Meine Interpretation der Fahrt
1. Die erste Szene zeigt einen Riesen

Das ist der Todesgott Yama; bzw Yánluó, der Herrscher über das Jenseits (Diyu) sowie Aufseher über die „Zehn Könige der Hölle“.  Yama  regiert die die Unterwelt. Diyu ist in der chinesischen Mythologie das Reich der Toten, das „Erdgefängnis“.

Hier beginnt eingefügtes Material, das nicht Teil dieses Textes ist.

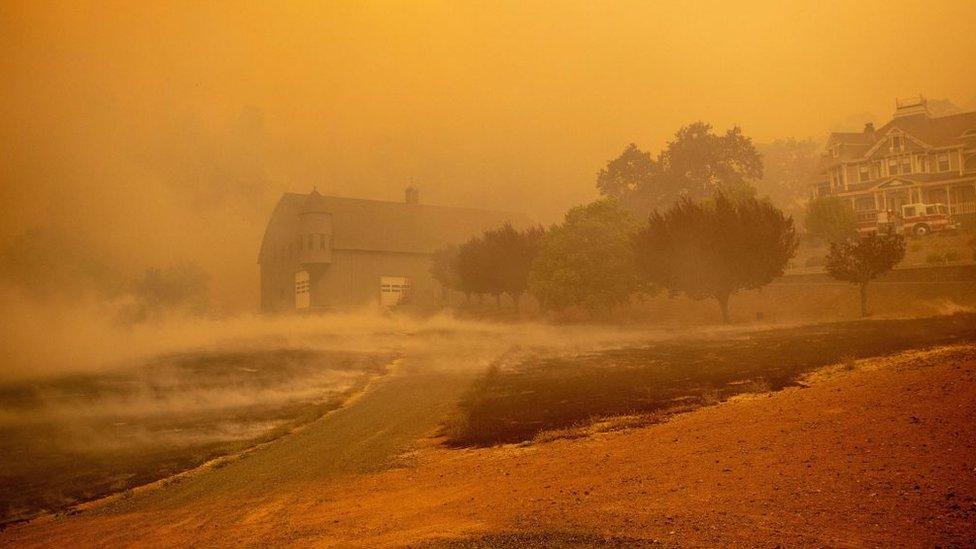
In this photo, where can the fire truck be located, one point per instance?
(917, 219)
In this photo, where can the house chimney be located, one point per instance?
(911, 107)
(411, 195)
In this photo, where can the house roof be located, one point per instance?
(940, 131)
(376, 225)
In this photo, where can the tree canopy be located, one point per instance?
(496, 262)
(587, 261)
(717, 248)
(859, 261)
(695, 164)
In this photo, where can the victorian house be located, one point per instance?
(914, 158)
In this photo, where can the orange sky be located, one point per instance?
(510, 105)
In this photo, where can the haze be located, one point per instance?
(164, 133)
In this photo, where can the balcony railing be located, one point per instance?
(962, 207)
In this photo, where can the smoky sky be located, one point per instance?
(164, 132)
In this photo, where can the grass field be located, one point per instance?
(75, 438)
(518, 403)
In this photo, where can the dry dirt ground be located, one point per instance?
(878, 454)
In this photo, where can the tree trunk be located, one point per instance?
(864, 299)
(723, 303)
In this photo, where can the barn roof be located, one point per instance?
(376, 225)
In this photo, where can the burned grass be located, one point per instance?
(539, 398)
(70, 439)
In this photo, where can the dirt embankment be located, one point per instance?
(883, 454)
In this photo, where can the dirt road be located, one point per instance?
(876, 456)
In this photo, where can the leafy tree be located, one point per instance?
(695, 164)
(859, 261)
(830, 219)
(473, 266)
(624, 174)
(586, 261)
(511, 253)
(715, 249)
(444, 269)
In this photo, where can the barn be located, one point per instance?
(333, 253)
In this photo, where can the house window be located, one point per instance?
(921, 163)
(863, 173)
(897, 143)
(864, 203)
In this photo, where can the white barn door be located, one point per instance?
(303, 298)
(393, 290)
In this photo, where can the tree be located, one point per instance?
(444, 269)
(586, 261)
(830, 219)
(511, 253)
(715, 249)
(859, 261)
(695, 164)
(473, 266)
(497, 262)
(624, 174)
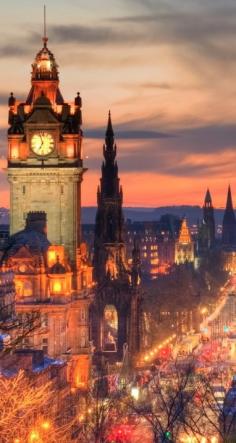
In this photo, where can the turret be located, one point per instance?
(109, 256)
(229, 222)
(207, 229)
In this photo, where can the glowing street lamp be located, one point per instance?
(34, 436)
(135, 392)
(45, 425)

Hier wacht der Gott der Unterwelt

Besuchern der Unterwelt teilt Yama mit, welchen der Schicksalspfade er zu beschreiten hat. Das entscheidet sich nach der Summe seiner guten und schlechten Taten. Nach Yamas Urteil werden die Toten entweder in den Himmel oder in ein Labyrinth von Ebenen und Kammern der Unterwelt geleitet, um dort für ihre Sünden zu büßen.

Yama hat eine Schar von Boten. Das sind wohl die drei Figuren, die um den Riesen herumstehen. Im Hintergrund sieht man eine Art Gefängnis mit weiteren Figuren.

Die Gondeln fahren nun abwärts nach Diyu. Es gibt Kammern, wohin die Seelen nach ihrem Tode gebracht werden, um für ihre Sünden, die sie zu Lebenszeiten begingen, zu büßen. Hier gibt es in der Mythologie auch 10 Unterweltsgerichtshöfe.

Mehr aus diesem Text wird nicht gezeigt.